James Rose: This is totally off topic, but it's fine. I think it's still helpful, like the whole game of vacation of fitness or at least moving has been super helpful for me same as sleep tracking, you know, like I can go back and look at how much sleep I've got every night and especially. That's actually the reason I got this Fitbit, its because i listen to the Joe Rogan podcast. Which in fact I might link in the show notes as well because I want everyone to listen to this because it was so shocking to me. Like it was a massive wake up call on how much we all need sleep. Like, huge wake up call for me. So I was like, I got this thing and now I track my sleep and if I'm, if I notice that I'm doing poorly over one week, I try and find out what the symptom like the cause is and fix it because man, sleep's so important. Clearly off track.
Kristen Herhold: And it's just crazy. Like, you know, you think you're getting eight hours of sleep but you're really not. You really need to allot yourself nine hours to get eight hours.
James Rose: Yeah, that's right.
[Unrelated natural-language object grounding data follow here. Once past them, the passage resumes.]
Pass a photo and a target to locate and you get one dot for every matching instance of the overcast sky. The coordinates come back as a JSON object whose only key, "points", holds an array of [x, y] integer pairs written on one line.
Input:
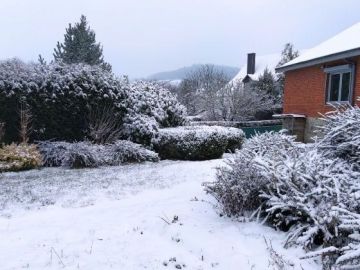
{"points": [[141, 37]]}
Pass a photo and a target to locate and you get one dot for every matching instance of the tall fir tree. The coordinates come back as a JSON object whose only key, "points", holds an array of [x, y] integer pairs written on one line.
{"points": [[267, 83], [287, 54], [80, 46]]}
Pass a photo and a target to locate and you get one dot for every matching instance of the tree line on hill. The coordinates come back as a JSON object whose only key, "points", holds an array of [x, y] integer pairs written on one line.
{"points": [[212, 95]]}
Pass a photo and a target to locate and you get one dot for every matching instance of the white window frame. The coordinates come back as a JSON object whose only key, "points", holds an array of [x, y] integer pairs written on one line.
{"points": [[339, 70]]}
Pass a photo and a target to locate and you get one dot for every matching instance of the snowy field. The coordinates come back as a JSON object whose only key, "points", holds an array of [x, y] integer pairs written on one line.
{"points": [[147, 216]]}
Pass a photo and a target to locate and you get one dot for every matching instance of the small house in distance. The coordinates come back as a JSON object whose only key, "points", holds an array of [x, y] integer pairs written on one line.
{"points": [[319, 79], [255, 66]]}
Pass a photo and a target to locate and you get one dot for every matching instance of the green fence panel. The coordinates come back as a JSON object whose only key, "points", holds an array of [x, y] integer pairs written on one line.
{"points": [[251, 131]]}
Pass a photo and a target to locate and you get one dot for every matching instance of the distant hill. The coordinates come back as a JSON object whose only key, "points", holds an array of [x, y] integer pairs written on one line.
{"points": [[181, 73]]}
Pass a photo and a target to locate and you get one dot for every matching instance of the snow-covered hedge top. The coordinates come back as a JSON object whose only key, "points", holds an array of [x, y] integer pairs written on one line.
{"points": [[341, 134], [201, 132], [86, 154]]}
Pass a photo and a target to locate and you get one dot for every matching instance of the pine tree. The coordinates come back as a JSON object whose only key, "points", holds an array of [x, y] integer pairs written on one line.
{"points": [[80, 46], [41, 60], [287, 54], [267, 83]]}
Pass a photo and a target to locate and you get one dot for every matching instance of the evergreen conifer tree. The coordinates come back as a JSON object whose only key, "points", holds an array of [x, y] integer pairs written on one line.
{"points": [[80, 46], [287, 54]]}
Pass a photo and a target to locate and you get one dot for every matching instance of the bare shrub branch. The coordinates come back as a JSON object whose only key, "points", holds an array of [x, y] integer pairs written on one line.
{"points": [[25, 122], [103, 125]]}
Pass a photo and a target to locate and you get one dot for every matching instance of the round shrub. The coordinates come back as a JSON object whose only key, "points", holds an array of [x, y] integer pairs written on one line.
{"points": [[196, 142], [341, 135], [59, 97], [20, 157], [149, 107], [240, 182]]}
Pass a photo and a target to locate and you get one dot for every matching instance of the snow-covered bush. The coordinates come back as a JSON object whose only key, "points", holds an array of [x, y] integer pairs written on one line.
{"points": [[86, 154], [196, 142], [240, 182], [297, 188], [19, 157], [72, 155], [149, 107], [341, 135], [78, 101], [128, 152], [59, 97]]}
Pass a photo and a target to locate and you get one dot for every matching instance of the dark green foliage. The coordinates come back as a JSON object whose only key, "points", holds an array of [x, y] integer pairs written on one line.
{"points": [[288, 54], [80, 46], [59, 97], [267, 83]]}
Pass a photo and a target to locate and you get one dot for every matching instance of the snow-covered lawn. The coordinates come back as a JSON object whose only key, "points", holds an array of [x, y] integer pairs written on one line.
{"points": [[147, 216]]}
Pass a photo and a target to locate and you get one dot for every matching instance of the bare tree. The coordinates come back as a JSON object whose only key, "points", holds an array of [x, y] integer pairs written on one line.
{"points": [[25, 122], [103, 125], [199, 91], [241, 104]]}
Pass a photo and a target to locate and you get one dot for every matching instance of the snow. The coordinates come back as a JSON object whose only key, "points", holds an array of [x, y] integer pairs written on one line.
{"points": [[262, 62], [344, 41], [126, 221]]}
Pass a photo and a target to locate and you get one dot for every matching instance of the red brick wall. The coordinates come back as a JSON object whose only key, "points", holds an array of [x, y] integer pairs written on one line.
{"points": [[305, 90]]}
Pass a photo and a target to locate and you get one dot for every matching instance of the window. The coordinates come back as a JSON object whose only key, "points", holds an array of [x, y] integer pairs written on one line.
{"points": [[339, 85]]}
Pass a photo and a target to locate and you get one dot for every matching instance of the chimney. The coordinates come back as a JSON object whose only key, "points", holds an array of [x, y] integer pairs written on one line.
{"points": [[251, 63]]}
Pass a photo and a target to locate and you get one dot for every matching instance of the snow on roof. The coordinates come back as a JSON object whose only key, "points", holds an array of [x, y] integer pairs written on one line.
{"points": [[262, 62], [347, 40]]}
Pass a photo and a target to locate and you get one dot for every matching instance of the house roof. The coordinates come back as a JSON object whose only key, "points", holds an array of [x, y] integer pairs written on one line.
{"points": [[262, 62], [343, 45]]}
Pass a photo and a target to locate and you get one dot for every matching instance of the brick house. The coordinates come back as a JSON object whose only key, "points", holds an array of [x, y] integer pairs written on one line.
{"points": [[320, 78]]}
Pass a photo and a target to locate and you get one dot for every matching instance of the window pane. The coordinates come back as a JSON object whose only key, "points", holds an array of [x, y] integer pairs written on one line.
{"points": [[345, 88], [334, 87]]}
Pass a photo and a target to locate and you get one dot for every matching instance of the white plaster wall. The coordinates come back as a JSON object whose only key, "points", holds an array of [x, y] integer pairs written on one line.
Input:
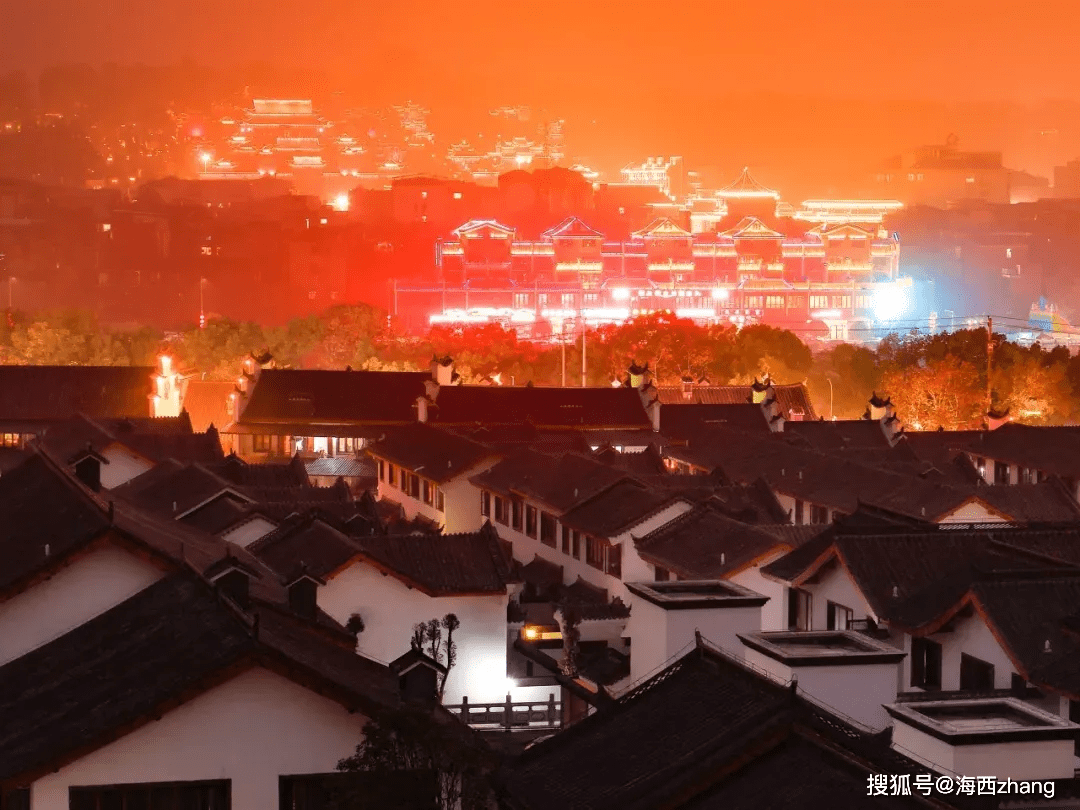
{"points": [[658, 635], [92, 584], [634, 569], [972, 513], [835, 585], [123, 466], [1038, 759], [860, 691], [460, 501], [972, 636], [773, 612], [250, 531], [390, 610], [251, 730]]}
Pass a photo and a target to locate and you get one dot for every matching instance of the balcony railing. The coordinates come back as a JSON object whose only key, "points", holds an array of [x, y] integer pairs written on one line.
{"points": [[510, 715]]}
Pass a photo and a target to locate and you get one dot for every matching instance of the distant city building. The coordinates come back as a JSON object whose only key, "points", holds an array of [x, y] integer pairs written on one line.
{"points": [[942, 175], [666, 174], [753, 267], [1067, 180]]}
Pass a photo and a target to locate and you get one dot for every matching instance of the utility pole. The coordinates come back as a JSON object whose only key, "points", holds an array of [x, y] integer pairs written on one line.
{"points": [[989, 361], [562, 341], [582, 351]]}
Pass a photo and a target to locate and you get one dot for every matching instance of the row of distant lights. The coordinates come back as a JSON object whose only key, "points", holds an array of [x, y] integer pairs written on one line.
{"points": [[622, 294]]}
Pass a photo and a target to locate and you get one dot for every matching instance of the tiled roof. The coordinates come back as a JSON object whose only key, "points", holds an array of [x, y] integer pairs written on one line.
{"points": [[703, 543], [443, 565], [703, 730], [913, 578], [680, 421], [206, 403], [306, 396], [792, 397], [48, 393], [616, 509], [559, 482], [342, 466], [311, 539], [175, 441], [123, 667], [543, 407], [1029, 618], [434, 454]]}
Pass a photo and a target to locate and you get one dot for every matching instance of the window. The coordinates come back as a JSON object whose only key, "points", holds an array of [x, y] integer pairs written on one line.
{"points": [[975, 674], [1001, 473], [926, 663], [501, 511], [152, 796], [798, 609], [613, 565], [837, 617], [548, 529]]}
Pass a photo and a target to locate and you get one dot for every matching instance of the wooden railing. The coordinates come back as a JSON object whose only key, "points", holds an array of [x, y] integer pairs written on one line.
{"points": [[510, 715]]}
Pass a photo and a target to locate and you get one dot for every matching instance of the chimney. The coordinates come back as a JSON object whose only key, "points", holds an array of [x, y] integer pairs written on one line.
{"points": [[234, 582], [88, 469], [638, 375], [304, 594], [167, 396], [442, 370]]}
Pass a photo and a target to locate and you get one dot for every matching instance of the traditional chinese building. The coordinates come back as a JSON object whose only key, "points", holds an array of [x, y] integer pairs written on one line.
{"points": [[820, 272]]}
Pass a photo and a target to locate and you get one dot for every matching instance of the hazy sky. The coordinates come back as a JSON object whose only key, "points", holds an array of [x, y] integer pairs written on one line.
{"points": [[933, 49]]}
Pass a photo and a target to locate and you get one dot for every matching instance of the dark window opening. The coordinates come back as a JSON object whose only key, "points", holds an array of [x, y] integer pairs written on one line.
{"points": [[926, 664]]}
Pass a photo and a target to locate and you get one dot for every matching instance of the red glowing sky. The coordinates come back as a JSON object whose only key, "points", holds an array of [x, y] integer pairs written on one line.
{"points": [[795, 88], [948, 49]]}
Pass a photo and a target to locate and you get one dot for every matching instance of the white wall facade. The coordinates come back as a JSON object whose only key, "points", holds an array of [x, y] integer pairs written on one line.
{"points": [[460, 500], [658, 634], [634, 569], [390, 609], [251, 730], [773, 612], [1037, 759], [972, 513], [248, 531], [93, 583], [123, 466], [969, 636], [859, 691]]}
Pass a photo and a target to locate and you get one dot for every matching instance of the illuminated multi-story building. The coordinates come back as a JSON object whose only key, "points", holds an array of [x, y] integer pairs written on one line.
{"points": [[287, 139], [825, 278], [666, 174]]}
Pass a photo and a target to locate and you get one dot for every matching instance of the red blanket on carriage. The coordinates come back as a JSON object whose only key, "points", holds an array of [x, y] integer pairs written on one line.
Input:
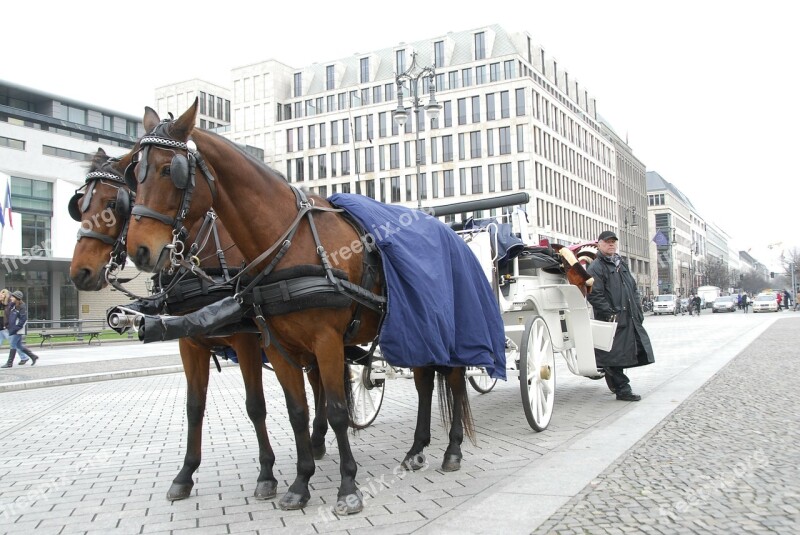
{"points": [[441, 309]]}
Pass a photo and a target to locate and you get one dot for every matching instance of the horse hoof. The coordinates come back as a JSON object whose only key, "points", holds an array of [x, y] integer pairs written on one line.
{"points": [[415, 462], [451, 463], [266, 490], [350, 504], [292, 501], [179, 491]]}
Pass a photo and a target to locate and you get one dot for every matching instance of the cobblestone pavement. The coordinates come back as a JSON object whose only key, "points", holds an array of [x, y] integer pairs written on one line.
{"points": [[726, 461], [99, 457]]}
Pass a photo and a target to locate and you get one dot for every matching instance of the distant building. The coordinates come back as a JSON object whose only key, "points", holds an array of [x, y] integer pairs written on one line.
{"points": [[512, 120], [46, 142], [678, 243]]}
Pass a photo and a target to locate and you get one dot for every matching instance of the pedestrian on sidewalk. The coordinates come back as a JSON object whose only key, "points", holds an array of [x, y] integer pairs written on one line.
{"points": [[5, 308], [613, 298], [17, 319]]}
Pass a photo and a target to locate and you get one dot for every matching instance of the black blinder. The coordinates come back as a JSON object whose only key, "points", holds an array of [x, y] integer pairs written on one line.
{"points": [[179, 171], [141, 175], [74, 210], [130, 176], [123, 204]]}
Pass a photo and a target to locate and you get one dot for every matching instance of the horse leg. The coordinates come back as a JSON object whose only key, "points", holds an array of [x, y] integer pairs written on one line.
{"points": [[294, 389], [330, 359], [195, 360], [320, 425], [248, 349], [457, 402], [423, 381]]}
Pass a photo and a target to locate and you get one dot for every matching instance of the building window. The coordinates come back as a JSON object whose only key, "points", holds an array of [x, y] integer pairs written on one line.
{"points": [[477, 180], [448, 114], [490, 113], [505, 176], [438, 54], [345, 162], [480, 75], [400, 60], [12, 143], [334, 132], [447, 148], [475, 144], [505, 112], [505, 140], [330, 77], [369, 160], [480, 45], [66, 153], [466, 77], [494, 72], [452, 77], [298, 84], [462, 111], [449, 186], [520, 98], [508, 68]]}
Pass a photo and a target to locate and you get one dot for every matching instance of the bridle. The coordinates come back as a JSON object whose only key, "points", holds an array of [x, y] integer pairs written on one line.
{"points": [[80, 202], [182, 170]]}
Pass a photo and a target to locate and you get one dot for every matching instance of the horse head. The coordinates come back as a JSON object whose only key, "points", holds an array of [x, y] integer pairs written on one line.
{"points": [[102, 206], [167, 200]]}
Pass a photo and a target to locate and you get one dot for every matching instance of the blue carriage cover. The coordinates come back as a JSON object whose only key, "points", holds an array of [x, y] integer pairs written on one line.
{"points": [[441, 309]]}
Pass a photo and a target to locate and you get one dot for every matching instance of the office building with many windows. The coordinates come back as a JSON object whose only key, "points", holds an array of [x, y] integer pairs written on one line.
{"points": [[511, 120], [46, 143]]}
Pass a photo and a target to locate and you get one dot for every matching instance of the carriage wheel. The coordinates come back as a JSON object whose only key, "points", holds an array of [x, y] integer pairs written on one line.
{"points": [[537, 373], [367, 394], [482, 383]]}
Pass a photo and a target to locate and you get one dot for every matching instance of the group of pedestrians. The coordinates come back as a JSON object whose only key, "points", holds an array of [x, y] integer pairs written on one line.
{"points": [[14, 316]]}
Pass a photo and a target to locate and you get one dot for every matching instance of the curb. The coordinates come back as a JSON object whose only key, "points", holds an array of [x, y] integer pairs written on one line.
{"points": [[89, 378]]}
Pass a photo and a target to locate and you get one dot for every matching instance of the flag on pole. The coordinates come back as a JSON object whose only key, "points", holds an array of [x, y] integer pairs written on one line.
{"points": [[659, 239], [7, 207]]}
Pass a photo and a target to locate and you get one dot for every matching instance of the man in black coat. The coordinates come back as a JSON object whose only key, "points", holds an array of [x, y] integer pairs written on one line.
{"points": [[614, 295]]}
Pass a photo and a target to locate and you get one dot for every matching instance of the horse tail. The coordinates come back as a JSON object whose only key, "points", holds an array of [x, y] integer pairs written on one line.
{"points": [[446, 405]]}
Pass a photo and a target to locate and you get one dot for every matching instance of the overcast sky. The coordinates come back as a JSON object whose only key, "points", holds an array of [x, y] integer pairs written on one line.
{"points": [[705, 91]]}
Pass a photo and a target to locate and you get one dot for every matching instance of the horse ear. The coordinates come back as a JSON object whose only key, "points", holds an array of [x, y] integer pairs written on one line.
{"points": [[151, 119], [183, 125], [100, 157]]}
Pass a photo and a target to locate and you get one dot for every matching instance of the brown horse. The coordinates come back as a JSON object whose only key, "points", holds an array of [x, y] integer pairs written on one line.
{"points": [[103, 207], [270, 222]]}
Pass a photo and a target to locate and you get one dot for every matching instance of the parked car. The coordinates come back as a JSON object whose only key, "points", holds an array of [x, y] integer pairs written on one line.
{"points": [[765, 303], [665, 304], [726, 303]]}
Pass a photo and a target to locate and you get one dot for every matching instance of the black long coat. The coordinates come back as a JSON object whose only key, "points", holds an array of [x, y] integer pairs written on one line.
{"points": [[614, 292]]}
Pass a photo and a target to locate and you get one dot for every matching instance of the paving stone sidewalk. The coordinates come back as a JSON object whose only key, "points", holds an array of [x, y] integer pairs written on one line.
{"points": [[726, 461]]}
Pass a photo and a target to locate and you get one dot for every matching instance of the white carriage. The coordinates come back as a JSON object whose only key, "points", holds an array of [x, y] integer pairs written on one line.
{"points": [[543, 315]]}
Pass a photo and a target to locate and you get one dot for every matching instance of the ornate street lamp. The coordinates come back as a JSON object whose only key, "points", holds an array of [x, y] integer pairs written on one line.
{"points": [[413, 75]]}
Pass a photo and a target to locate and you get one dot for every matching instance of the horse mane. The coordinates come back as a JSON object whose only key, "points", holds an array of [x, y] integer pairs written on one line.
{"points": [[240, 149]]}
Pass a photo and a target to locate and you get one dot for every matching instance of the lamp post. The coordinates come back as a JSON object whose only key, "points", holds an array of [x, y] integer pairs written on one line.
{"points": [[413, 75]]}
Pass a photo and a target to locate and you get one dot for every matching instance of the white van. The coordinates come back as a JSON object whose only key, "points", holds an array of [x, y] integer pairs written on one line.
{"points": [[665, 304]]}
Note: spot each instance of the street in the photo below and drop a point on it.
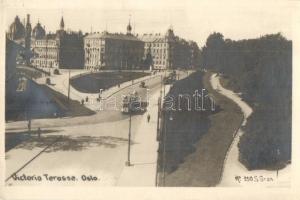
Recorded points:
(93, 145)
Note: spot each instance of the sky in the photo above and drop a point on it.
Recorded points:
(190, 19)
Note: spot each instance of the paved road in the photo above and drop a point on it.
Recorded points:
(92, 145)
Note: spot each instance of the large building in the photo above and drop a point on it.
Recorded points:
(169, 51)
(63, 49)
(113, 51)
(20, 33)
(59, 50)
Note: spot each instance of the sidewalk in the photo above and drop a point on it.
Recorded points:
(60, 84)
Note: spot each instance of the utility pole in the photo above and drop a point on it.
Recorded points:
(129, 134)
(69, 87)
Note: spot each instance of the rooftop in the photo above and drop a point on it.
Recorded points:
(118, 36)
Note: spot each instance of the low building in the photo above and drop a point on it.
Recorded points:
(113, 51)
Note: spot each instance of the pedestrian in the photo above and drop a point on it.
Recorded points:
(148, 118)
(39, 132)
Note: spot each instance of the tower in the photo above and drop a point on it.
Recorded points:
(62, 24)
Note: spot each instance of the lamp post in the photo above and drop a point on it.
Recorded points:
(127, 163)
(69, 87)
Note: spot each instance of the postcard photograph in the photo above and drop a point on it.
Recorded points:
(140, 94)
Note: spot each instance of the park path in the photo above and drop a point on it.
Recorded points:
(232, 166)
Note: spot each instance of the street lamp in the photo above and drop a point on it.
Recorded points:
(127, 163)
(69, 87)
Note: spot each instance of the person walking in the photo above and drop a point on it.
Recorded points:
(39, 132)
(148, 118)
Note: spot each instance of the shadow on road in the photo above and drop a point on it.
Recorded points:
(16, 138)
(69, 143)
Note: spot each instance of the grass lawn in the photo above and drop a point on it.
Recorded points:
(92, 83)
(202, 165)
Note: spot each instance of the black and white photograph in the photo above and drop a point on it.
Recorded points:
(148, 94)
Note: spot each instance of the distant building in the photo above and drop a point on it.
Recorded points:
(16, 30)
(113, 51)
(21, 34)
(63, 50)
(169, 51)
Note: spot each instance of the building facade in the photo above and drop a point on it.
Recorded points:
(169, 51)
(63, 50)
(113, 51)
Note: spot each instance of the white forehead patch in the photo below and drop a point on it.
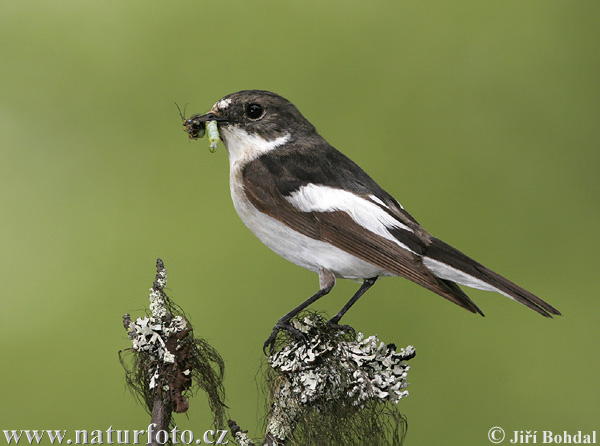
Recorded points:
(222, 104)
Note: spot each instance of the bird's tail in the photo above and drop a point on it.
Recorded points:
(452, 265)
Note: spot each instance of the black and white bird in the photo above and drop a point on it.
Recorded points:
(316, 208)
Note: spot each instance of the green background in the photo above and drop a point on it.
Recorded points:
(481, 118)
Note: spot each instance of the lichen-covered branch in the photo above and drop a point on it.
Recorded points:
(168, 362)
(328, 388)
(332, 389)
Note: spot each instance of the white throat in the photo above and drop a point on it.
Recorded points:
(243, 147)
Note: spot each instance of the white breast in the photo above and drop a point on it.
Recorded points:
(289, 244)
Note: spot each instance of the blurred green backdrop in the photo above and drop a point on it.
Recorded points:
(487, 131)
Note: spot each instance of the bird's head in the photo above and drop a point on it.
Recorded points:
(251, 118)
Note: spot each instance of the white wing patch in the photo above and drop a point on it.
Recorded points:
(315, 198)
(447, 272)
(381, 203)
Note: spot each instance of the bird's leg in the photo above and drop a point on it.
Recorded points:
(368, 283)
(326, 282)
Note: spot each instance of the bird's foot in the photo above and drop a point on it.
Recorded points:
(333, 324)
(282, 325)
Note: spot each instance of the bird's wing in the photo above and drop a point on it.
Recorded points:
(355, 219)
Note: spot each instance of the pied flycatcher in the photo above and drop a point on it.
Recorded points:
(316, 208)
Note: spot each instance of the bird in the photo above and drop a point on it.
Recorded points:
(315, 207)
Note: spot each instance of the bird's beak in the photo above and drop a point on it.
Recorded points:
(195, 125)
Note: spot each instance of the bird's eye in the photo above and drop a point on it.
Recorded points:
(254, 111)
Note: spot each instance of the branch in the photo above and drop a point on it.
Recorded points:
(169, 363)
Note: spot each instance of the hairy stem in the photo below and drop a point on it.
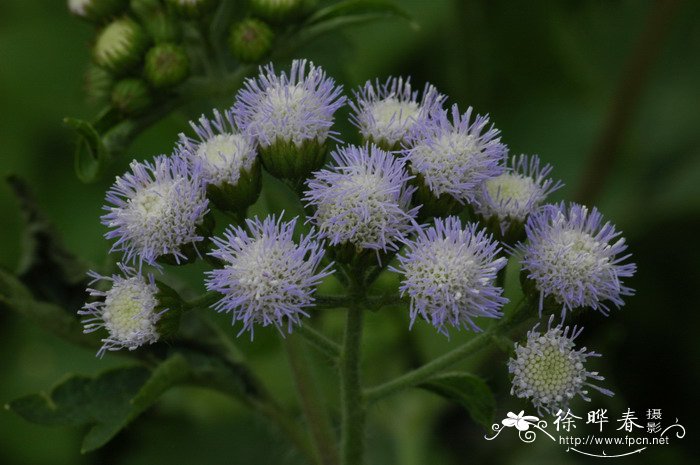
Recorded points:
(423, 373)
(352, 404)
(319, 342)
(316, 418)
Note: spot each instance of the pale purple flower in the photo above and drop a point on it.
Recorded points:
(520, 190)
(129, 311)
(576, 259)
(386, 113)
(267, 277)
(220, 148)
(363, 199)
(154, 210)
(456, 156)
(297, 107)
(549, 370)
(449, 273)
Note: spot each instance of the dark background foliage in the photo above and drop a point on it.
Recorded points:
(604, 90)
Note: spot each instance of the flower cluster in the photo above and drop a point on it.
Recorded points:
(419, 163)
(267, 277)
(449, 273)
(129, 312)
(387, 113)
(575, 259)
(550, 371)
(364, 200)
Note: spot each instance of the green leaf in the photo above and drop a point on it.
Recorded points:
(103, 402)
(469, 391)
(173, 371)
(107, 403)
(90, 153)
(99, 143)
(46, 266)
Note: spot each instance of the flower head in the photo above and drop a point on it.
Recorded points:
(129, 310)
(267, 277)
(155, 210)
(449, 273)
(222, 150)
(575, 258)
(386, 113)
(455, 157)
(363, 200)
(514, 194)
(295, 108)
(550, 371)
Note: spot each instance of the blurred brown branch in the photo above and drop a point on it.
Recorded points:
(626, 99)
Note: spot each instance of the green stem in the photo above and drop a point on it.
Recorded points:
(352, 404)
(331, 301)
(309, 398)
(423, 373)
(319, 342)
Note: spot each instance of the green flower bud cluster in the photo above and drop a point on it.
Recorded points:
(138, 52)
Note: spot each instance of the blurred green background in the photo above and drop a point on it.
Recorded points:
(548, 73)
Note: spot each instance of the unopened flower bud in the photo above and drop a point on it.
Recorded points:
(250, 40)
(120, 45)
(159, 24)
(96, 10)
(131, 96)
(166, 65)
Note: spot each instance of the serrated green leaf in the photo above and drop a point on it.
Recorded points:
(46, 266)
(107, 403)
(469, 391)
(103, 402)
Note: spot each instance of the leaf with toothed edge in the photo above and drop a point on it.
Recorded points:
(469, 391)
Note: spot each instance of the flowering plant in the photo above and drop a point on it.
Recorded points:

But it also depends how much you need to like I think I've worked out that I need like seven or seven and a half, so, but still like to get that I got to be in bed for eight and a half hours anyway. So that was a good little tangent. I'll drop a link. Actually, I'll drop the link to my summary of that podcast episode. Because it does go for a long time. Classic Joe Rogan. And then you can listen to it if you like. Alrighty. Where can people find out more about you? We've talked about the Manifest and Clutch.co. Is there anywhere else you'd like to send people?
Kristen Herhold: You know, if they want to visit my social accounts, they can. But I don't have a specific website or anything.
James Rose: That's cool. I'll drop all that in the show notes as well because I think we've got a got all of that data already already. Alright, thank you for joining me.
Kristen Herhold: Yeah. Thank you for inviting me.